A consistent place to call home is a struggle for dozens of teens in Cleveland every year.
And right now, social service agencies in the city are ramping up their efforts to put an end to youth homelessness.
Some lofty goals have been set.
At the halfway point, we wanted to see if these agencies are on track to permanently house 100 young people in Cleveland during this challenge like they promised.
Day 42 of the 100 Day Challenge, and Joshua Patterson is still a statistic.
"I'm couch-surfing," said Patterson.
Patterson aged out of the juvenile justice system at the age of 18. Since then, he's been homeless.
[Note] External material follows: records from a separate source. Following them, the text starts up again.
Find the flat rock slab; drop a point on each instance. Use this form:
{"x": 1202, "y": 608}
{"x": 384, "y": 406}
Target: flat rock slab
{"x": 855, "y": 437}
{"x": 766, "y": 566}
"There was really no time to prepare for it, I was just kind of thrown at real life," said Patterson. "Even though I wanted to be free and live as an adult, I wasn't ready to be one yet."
For nearly two years, Josh has been couch-surfing. But he won't be much longer.
"We have a strategy to deal with it when they show up, which we haven't had before this time," said Kate Lodge.
Lodge works at A Place 4 Me. She said so far, thanks to this challenge, they have placed eight homeless youth.
Rapid re-housing dollars from HUD helped make it a reality.
"To help them with the first three to four months rent," said Lodge.
However, right now, 10 young people are still living on the streets, with more than 100 in area shelters.
"If people knew what was going on, more people would be standing up for this," Patterson.
58 landlords have stepped up to help the homeless youth with housing. Patterson is one of them.
"I don't care about nothing else but that," said Patterson. "That's the most important thing, just to be able to go home and not have someone say hey you've been here too long it's time to go," said Patterson.
Right now, agencies like A Place 4 Me are asking for your help.
They're looking for donations to help these homeless youth furnish their new apartments with beds and furniture, things funding dollars cannot buy.